Ни в костюмах, ни в танце девушек из шоу не должно быть ничего непристойного. Не следует показывать ноги выше колена.
Шутка “почесать заднее место” абсолютна неприемлема.
Нельзя показывать и даже намекать на то, что в ванной комнате имеется унитаз.
Замените слово “сладострастный” в речи Верду на другое».
Письмо заканчивалось словами о том, что они будут счастливы предоставить себя в мое распоряжение, как только в этом возникнет необходимость. Цензоры готовы на любые обсуждения, чтобы новый фильм соответствовал требованиям Кодекса производства без нарушения его развлекательной ценности. Я отправился в офис Брина, где предстал перед самим мистером Брином. Минутой позже появился один из его помощников, высокий неприветливый молодой человек. Он сразу повел беседу в далеко не дружеском стиле.

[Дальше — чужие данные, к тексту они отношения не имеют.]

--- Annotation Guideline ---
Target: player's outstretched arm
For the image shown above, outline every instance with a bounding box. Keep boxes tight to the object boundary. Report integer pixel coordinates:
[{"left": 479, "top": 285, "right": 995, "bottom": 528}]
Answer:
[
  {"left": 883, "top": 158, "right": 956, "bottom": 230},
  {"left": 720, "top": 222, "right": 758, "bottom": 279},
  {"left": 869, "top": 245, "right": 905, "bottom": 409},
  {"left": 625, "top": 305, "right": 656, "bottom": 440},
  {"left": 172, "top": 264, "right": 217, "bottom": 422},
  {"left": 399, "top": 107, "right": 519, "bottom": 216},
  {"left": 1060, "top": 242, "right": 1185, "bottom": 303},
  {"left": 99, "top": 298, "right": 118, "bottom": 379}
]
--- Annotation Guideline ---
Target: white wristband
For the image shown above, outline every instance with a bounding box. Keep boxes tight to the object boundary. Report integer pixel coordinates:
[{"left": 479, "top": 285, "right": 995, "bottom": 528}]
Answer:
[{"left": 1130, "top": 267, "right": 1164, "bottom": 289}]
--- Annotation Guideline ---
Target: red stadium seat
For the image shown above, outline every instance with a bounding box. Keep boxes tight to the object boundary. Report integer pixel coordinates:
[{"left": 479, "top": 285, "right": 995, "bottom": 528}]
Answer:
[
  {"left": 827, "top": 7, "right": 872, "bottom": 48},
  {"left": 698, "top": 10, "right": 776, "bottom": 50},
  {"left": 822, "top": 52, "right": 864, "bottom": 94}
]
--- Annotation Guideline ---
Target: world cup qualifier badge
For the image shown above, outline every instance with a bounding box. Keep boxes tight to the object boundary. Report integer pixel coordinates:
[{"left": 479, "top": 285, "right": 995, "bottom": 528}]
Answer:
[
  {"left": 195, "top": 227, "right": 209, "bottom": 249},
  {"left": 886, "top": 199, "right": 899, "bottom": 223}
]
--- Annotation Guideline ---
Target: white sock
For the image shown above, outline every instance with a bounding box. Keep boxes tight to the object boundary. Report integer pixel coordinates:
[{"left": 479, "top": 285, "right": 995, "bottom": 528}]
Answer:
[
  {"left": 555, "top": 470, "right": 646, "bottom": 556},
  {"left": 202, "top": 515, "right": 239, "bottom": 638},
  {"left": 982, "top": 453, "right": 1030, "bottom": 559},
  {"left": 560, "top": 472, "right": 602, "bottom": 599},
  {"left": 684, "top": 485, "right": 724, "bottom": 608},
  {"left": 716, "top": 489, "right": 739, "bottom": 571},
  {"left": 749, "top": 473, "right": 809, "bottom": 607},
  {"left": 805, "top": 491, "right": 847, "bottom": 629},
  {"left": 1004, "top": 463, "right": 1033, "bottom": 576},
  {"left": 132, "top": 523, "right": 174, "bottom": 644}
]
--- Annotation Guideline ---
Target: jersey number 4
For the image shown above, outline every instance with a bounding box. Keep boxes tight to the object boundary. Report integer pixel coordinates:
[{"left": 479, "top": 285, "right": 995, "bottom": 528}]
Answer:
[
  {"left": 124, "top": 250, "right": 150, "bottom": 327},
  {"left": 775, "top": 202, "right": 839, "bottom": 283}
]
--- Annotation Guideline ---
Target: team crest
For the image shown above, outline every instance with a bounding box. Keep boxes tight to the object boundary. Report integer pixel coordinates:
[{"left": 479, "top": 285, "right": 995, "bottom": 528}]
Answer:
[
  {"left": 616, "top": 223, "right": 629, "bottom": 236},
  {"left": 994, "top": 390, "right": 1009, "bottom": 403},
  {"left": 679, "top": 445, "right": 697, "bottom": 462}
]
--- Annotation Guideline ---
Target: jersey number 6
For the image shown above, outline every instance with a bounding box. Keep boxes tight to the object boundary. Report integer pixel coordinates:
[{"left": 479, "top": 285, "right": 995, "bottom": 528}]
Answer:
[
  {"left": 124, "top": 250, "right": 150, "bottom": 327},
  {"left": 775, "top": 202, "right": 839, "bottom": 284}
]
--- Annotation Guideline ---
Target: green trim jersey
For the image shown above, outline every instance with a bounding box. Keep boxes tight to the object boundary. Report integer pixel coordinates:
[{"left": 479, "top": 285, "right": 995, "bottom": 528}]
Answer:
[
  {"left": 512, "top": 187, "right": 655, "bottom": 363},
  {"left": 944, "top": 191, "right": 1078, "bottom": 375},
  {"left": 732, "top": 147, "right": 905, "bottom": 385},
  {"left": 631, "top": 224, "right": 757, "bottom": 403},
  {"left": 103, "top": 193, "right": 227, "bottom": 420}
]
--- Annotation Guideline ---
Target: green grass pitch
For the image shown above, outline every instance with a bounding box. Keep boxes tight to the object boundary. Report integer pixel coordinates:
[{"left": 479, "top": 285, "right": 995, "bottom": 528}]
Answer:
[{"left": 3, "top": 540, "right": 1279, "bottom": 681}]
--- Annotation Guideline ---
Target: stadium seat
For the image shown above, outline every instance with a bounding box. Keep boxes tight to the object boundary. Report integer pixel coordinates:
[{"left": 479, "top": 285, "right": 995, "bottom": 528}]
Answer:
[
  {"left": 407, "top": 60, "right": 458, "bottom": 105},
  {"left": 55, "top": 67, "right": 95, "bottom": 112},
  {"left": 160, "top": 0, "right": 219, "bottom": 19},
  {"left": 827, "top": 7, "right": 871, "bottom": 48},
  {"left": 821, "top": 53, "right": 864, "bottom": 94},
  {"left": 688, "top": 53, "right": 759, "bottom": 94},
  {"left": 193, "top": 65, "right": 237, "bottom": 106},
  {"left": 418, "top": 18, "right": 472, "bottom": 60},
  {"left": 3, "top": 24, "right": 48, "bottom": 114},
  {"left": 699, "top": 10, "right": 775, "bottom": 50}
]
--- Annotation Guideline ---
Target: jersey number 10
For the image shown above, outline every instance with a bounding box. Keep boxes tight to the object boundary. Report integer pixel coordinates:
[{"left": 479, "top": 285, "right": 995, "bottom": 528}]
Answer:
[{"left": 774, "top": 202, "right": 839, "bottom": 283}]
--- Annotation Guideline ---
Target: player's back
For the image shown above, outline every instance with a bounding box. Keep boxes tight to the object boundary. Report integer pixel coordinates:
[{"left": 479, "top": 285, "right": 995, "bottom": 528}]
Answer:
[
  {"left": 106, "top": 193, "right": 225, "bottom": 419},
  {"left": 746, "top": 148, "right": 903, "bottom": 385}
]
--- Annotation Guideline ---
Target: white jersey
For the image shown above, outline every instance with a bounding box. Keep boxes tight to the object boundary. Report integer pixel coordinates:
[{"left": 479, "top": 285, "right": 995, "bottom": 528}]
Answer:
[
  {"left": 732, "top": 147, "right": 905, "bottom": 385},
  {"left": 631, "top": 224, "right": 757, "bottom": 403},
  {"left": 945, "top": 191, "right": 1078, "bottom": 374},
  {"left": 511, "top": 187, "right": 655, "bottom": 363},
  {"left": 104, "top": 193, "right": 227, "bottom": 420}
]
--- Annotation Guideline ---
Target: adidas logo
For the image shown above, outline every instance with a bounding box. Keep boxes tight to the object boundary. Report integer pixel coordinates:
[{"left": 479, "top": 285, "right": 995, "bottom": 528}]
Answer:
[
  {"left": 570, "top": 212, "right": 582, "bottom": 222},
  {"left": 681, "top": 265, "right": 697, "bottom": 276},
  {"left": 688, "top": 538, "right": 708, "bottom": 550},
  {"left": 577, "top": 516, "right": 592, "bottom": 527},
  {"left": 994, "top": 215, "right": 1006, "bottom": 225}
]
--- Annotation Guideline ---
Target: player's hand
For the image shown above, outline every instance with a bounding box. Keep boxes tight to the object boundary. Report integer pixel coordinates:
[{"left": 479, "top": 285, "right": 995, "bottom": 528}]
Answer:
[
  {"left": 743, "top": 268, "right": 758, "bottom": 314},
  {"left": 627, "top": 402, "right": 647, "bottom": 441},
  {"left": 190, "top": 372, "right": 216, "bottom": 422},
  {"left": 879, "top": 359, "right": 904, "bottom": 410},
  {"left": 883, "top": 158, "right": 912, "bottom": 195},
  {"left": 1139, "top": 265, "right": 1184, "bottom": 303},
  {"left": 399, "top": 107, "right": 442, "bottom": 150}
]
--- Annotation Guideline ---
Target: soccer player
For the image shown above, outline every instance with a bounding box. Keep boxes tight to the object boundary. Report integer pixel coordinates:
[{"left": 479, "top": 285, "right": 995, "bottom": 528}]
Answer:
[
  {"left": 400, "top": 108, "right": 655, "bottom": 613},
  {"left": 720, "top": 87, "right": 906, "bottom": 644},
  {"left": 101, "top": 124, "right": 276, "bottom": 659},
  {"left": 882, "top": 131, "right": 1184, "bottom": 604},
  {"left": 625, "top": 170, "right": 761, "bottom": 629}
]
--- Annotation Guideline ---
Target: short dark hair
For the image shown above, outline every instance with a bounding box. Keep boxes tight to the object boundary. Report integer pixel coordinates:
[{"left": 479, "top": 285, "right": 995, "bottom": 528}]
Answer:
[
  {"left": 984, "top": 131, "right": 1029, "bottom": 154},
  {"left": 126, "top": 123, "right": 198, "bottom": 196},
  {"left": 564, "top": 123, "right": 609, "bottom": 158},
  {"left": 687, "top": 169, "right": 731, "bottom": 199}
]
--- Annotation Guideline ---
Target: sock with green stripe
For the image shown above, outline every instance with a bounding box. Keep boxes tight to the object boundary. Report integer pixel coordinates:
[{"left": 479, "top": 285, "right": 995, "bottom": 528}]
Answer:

– Что вы имеете против католической церкви? – спросил он.
– А почему вы меня об этом спрашиваете? – удивился я.
– Смотрите, – он швырнул на стол копию моего сценария и стал переворачивать страницы. – Вот сцена в камере заключенного, где преступник Верду говорит священнику: «Чем могу быть вам полезен, мой добрый человек?»
– А что, разве он не добрый человек?
– Это звучит пренебрежительно, – сказал он и взмахнул рукой как бы в подтверждение своих слов.
– Я не вижу ничего пренебрежительного в словах «добрый человек», – ответил я.
Мы продолжили разговор, и я вдруг почувствовал себя в роли человека, ведущего диалог, написанный в стиле Шоу.
– Вы не должны называть священника «добрым человеком», вы должны называть его «отец».
– Очень хорошо, будем называть его «отец».
– И вот эта строчка, – он указал пальцем на другую страницу. – Вот здесь у вас священник говорит: «Я пришел просить вас примириться с Господом нашим». Верду ему отвечает: «Я и не ссорился с Богом, а вот с людьми проблемы были». Это все как шутка звучит, а так быть не должно.
– У вас есть полное право настаивать на своем мнении, – ответил я, – но и у меня есть право настаивать на своем.
– А вот это, – он перебил меня и принялся читать: – «Священник говорит: “Не чувствуете ли вы раскаяния за грехи свои?” А Верду отвечает: “А кто знает, что такое грех рождения в раю от падшего ангела, кто объяснит его таинственное назначение?”».
– Я считаю, что грех – это такая же тайна, как и добродетель, – сказал я.
– Здесь слишком много псевдофилософии, – пренебрежительно отреагировал молодой человек. – А потом вот тут у вас Верду смотрит на священника и говорит: «А что бы вы делали, если бы не было греха?»
– Я согласен, эта реплика, может, и звучит немного двусмысленно, но, в конце концов, это то, что называется ироничным юмором, слова вовсе не направлены на то, чтобы унизить священника.